I’ve published two collections of poetry, The Myrrh-Bearers (Sydney: Puncher & Wattmann, 2015), and photographs and poems made with the Warlpiri, The Lumen Seed (New York: Daylight Books, 2017). I’m a proud member of Oculi collective and an Artist in residence with Music Viva.

Since 2011, I have spent part of each year living and working with Warlpiri people in the Tanami desert. My work includes themes of displacement and identity loss, a reflection on my own Aboriginal ancestry, but primarily it is centred on the concept of connection with Country.

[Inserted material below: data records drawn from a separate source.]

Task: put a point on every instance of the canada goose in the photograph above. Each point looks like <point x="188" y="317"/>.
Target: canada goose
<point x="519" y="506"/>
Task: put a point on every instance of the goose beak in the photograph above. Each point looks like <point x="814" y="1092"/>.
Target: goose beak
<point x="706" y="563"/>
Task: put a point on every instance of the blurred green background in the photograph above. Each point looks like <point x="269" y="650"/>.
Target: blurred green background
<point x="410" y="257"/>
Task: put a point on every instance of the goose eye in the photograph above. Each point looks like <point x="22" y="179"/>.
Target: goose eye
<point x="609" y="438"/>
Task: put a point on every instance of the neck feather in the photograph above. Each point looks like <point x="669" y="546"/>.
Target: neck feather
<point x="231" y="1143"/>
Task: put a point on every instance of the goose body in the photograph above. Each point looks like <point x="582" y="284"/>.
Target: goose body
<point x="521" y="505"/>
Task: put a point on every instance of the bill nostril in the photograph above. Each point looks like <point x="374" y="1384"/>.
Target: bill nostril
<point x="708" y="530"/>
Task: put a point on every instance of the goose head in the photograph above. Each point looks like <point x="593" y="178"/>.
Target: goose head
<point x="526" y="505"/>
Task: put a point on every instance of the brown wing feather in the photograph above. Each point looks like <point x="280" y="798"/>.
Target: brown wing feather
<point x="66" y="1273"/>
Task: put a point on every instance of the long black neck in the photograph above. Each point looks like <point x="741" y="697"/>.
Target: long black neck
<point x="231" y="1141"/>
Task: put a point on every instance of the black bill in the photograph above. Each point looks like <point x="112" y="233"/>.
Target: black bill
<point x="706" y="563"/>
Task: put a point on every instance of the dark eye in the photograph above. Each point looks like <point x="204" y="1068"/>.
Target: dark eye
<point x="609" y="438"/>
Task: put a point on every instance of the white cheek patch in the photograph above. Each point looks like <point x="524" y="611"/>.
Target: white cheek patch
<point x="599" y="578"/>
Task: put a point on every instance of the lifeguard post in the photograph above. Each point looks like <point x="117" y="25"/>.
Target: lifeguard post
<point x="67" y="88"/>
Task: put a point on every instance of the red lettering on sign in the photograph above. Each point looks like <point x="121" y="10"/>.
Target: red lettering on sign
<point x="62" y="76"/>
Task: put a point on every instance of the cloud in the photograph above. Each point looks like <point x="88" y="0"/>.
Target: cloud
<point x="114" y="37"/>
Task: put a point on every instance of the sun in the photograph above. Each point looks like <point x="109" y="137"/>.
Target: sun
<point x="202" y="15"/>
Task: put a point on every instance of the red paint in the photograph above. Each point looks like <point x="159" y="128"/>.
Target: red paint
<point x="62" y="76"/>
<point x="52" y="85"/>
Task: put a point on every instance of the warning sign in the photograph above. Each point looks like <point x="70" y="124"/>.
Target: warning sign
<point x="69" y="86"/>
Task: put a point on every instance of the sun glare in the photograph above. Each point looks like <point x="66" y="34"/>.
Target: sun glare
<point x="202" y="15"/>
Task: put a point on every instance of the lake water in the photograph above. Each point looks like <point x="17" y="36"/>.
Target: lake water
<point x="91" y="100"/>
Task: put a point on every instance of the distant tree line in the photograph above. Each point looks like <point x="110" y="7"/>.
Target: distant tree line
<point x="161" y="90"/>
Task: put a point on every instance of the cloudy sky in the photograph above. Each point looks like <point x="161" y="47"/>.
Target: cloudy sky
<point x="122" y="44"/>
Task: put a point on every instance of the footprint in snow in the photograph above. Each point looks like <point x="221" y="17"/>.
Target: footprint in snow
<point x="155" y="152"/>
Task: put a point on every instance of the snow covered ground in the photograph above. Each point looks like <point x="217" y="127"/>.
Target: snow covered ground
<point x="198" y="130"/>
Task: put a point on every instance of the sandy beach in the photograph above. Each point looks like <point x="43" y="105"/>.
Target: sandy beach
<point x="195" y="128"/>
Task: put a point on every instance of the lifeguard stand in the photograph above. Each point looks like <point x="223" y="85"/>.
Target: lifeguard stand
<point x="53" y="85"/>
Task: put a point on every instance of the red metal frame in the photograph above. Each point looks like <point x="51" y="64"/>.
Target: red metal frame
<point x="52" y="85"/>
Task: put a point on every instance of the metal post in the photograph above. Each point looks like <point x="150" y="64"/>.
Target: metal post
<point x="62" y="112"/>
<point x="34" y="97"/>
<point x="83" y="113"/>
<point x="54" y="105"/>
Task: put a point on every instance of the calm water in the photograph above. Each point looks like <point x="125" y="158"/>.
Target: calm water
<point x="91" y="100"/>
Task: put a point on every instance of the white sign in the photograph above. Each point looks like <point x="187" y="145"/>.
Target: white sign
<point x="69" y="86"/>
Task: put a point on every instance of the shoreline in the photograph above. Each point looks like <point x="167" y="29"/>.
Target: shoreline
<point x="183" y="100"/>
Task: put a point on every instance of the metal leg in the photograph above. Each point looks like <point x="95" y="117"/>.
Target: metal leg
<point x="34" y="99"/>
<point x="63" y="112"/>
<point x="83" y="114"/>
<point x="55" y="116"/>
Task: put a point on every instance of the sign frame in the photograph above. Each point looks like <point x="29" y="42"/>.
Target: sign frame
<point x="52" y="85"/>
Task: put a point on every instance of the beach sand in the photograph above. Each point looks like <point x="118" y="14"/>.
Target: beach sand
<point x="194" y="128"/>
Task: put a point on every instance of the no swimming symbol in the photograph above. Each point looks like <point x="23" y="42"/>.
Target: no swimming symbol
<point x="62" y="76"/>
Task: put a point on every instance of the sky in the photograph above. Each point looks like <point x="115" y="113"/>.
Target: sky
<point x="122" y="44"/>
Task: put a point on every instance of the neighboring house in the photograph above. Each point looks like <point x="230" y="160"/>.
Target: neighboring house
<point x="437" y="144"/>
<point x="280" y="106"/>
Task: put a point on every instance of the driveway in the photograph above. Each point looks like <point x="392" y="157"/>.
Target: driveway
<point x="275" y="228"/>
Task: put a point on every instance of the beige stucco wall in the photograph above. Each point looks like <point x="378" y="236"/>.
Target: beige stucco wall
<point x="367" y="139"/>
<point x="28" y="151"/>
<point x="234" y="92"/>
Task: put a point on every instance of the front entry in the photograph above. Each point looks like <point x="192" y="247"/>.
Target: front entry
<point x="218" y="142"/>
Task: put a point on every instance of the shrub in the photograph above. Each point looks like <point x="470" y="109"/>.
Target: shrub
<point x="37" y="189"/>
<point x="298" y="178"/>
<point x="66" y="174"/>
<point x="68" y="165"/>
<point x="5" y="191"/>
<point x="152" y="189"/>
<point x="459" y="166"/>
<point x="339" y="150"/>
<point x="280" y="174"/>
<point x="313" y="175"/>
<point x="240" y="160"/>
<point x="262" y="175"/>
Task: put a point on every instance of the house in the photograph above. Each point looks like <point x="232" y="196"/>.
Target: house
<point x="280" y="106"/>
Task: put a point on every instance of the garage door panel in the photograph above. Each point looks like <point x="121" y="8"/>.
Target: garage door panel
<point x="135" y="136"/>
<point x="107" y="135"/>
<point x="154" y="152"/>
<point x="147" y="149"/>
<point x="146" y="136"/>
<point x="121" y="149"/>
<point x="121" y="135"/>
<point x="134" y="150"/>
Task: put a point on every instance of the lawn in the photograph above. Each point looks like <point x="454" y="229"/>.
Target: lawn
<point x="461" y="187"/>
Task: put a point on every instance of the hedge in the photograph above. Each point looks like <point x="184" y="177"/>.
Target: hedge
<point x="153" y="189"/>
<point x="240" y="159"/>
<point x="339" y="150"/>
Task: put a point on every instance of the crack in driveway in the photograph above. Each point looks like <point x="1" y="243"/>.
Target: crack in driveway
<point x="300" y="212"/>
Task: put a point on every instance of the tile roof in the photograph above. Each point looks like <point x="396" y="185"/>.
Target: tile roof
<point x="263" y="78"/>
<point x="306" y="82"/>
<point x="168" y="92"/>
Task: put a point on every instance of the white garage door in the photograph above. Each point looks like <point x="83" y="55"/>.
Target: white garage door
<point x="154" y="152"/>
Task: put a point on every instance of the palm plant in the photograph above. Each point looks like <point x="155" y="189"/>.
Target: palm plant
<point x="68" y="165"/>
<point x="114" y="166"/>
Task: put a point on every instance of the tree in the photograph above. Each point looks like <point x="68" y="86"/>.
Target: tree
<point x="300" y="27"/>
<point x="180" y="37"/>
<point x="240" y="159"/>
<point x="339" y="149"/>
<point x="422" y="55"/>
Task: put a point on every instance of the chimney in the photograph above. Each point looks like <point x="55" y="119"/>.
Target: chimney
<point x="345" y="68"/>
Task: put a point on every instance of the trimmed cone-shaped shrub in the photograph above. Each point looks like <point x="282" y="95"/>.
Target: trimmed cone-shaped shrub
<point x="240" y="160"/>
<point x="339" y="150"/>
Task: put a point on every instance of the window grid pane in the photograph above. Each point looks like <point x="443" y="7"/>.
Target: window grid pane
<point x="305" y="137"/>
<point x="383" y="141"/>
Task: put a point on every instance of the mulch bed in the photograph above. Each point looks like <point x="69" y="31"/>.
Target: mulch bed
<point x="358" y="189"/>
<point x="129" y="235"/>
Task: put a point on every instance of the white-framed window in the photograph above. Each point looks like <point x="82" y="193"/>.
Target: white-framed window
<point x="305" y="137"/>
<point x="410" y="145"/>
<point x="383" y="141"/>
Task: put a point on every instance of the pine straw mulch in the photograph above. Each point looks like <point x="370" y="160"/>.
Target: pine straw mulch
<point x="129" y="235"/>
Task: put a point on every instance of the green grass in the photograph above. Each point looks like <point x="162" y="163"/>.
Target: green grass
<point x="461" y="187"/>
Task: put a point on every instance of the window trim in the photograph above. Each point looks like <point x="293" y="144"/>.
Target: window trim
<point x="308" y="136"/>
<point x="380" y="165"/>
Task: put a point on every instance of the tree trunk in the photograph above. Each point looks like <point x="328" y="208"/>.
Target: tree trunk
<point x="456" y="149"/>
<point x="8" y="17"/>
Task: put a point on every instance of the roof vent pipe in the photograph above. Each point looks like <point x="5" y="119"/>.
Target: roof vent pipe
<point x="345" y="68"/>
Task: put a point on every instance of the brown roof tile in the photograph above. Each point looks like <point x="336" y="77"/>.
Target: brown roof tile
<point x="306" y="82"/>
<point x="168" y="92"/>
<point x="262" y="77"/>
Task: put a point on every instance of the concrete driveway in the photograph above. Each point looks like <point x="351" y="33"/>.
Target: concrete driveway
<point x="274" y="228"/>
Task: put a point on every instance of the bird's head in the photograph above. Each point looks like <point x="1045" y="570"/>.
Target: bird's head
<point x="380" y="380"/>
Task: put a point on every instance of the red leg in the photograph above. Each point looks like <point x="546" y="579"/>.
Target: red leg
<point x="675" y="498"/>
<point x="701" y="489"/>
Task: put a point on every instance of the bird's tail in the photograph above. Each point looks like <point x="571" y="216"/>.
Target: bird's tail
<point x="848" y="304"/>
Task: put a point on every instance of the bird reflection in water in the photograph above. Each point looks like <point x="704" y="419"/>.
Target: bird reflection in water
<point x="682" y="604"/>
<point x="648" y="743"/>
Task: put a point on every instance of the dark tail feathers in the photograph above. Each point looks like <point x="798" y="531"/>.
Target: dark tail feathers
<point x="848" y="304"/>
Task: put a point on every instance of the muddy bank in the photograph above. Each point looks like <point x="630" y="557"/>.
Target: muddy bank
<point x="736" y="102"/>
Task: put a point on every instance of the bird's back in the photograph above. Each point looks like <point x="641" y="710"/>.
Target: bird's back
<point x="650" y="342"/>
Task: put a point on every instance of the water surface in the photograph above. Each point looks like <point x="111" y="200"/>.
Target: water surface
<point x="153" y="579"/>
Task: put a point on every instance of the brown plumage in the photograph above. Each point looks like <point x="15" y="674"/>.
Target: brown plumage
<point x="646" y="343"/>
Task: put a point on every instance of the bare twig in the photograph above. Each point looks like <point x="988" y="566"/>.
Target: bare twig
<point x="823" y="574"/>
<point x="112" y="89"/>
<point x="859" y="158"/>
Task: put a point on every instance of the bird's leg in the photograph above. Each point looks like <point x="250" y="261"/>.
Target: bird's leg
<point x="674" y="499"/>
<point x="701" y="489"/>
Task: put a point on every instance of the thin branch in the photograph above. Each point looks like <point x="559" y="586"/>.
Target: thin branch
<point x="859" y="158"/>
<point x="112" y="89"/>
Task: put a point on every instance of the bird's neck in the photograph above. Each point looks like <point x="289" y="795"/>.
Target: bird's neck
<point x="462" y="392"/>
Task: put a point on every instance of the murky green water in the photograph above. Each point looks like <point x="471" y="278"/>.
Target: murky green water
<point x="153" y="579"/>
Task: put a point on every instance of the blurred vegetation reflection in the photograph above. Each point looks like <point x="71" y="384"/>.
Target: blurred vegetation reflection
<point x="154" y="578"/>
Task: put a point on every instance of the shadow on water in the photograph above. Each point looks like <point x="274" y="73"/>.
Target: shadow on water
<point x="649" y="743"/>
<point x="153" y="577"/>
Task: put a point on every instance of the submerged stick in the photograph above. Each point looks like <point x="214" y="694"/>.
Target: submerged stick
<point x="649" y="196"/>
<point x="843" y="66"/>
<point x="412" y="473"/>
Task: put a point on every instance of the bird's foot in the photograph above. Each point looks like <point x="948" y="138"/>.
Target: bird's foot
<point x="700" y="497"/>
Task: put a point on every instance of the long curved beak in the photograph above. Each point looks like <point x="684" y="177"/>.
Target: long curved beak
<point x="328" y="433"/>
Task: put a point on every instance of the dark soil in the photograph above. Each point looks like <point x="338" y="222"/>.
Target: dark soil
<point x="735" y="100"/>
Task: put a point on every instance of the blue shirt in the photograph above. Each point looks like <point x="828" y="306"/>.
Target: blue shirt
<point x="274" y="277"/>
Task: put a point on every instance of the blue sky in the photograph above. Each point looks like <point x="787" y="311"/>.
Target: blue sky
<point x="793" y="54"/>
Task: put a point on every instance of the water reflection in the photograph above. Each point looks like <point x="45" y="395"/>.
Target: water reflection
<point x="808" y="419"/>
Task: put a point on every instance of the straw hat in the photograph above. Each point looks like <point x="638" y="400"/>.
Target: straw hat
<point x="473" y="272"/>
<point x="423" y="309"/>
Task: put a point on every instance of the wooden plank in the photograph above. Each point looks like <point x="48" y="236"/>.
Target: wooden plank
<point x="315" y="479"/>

I trace my ancestry to the Bpangerang people of North-Eastern Victoria and the NSW Riverina. I also trace ancestry to Ghana, Senegal, France, Ireland, Scotland and the Ivory Coast.

I have directed and worked on two major social justice research projects–The Julfa Project, which preserved photographic records of a destroyed Armenian cemetery and digitally reconstructed the site from new and existing images; and Kurdiji 1.0, an Aboriginal suicide prevention app, which strengthens resilience in young indigenous people by reconnecting them with community and culture.

Scroll down for information on my books, exhibitions and press reviews.


The Lumen Seed (NY: Daylight, 2017) contains photographs, drawings and poems about the indigenous Warlpiri people of Australia’s Northern Tanami Desert.

The Lumen Seed depicts a cultural dialogue taking place before a backdrop of offences against the Australian continent, as well as a history of systematic discrimination against indigenous peoples on the part of the country’s white population. The images, created in close consultation with Warlpiri people, document an attempt by elders to share sacred information with white people; the poems convey my interpretation of those ideas, alongside my slow development of personal relationships with community elders.


The Myrrh-Bearers (Sydney: Puncher & Wattmann, 2015) is a book of love poems, describing real events and real people as the poet has experienced them. The worlds evoked in these poems are suffused with faerie tales, myth and philosophy. The genesis of this collection lies in a diverse engagement with different poetries: the influence of the Polish poets Wisława Szymborska and Czesław Miłosz, along with that of the French poets Henri Michaux, René Char, René Daumal and Alfred Jarry; there is also the sure presence of Gwen Harwood and Judith Wright as well as, more esoterically, William Blake and G. I. Gurdjieff. The pataphysical influence of Jarry, in particular, leads to a poetry which attempts to describe a universe supplementary to the one which we inhabit. The presence of music as a subject stems from a close engagement with musical mentors, Larry Sitsky in Australia, Emmanuel Nunes in France and Karlheinz Stockhausen in Germany.